The intervention comes as UK retailers step up pressure on the government over the rise in low-value imports, particularly from China, and as the EU prepares to introduce a temporary €3 ($3.50) charge on online items worth less than €150 from July. 

The signatories warned that the issue is becoming more urgent as volumes rise.  

Imports below the UK’s £135 threshold have tripled over the past three years to around 1.6 million parcels a day in 2024. 

The retailers said in the letter: “The problem was intensifying through 2026, not 2029. There is an urgent need to act now.

“We urge you to accelerate the implementation of customs reform, with meaningful progress delivered by peak 2026 trading.”

The companies said adopting a charge in line with the EU’s €3 fee, equivalent to approximately £2.60, would create a more level playing field for domestic retailers that face local taxes and more stringent compliance standards.  
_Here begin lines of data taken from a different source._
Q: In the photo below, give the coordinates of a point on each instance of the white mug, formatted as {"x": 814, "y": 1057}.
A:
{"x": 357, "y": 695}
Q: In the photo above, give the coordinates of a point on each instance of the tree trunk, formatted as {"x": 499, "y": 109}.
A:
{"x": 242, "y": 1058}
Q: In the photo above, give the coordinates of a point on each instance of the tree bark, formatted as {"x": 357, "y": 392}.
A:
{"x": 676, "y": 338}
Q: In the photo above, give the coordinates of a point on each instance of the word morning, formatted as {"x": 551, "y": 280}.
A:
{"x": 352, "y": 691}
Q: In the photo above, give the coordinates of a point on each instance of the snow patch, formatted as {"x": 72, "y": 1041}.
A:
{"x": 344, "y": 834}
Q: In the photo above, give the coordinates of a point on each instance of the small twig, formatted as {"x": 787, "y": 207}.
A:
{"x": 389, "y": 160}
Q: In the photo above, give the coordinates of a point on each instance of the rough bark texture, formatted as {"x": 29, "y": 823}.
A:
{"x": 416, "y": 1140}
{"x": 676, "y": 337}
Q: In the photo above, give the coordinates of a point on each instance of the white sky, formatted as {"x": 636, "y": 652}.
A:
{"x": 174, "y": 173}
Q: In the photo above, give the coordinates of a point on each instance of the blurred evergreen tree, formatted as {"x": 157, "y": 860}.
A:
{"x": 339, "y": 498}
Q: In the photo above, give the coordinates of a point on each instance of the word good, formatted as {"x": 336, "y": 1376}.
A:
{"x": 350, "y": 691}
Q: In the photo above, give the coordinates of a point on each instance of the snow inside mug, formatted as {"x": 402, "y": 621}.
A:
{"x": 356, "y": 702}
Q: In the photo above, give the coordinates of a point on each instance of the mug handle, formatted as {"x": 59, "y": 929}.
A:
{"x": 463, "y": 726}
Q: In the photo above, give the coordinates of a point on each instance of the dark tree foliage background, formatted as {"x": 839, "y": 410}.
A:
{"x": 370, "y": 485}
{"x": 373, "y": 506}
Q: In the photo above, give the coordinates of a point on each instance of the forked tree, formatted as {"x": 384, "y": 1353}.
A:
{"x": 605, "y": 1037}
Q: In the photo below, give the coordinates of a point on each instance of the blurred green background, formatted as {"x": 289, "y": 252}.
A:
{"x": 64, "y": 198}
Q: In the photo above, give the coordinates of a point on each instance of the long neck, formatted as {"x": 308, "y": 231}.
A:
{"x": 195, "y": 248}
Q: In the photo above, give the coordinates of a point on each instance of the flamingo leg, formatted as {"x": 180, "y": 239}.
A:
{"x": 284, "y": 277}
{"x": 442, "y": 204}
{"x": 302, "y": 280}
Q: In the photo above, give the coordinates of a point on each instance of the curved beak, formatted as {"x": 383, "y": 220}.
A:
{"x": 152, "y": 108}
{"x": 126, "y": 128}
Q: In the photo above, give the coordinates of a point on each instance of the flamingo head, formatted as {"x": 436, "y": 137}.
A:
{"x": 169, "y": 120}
They also cautioned that the UK could become a bigger destination for low-value shipments if other markets tighten their own import rules first. 

The UK Government has already said it will reform its policy on low-value imported goods after repeated complaints from retailers, but a full framework is not expected for another three years. 

The debate reflects a broader global shift.  

Last year, the US ended a tax exemption on parcels worth less than $800, a move that temporarily disrupted Temu’s direct shipments from China. 

Shein and Temu, which have expanded rapidly through direct-to-consumer cross-border sales, did not immediately respond to requests for comment.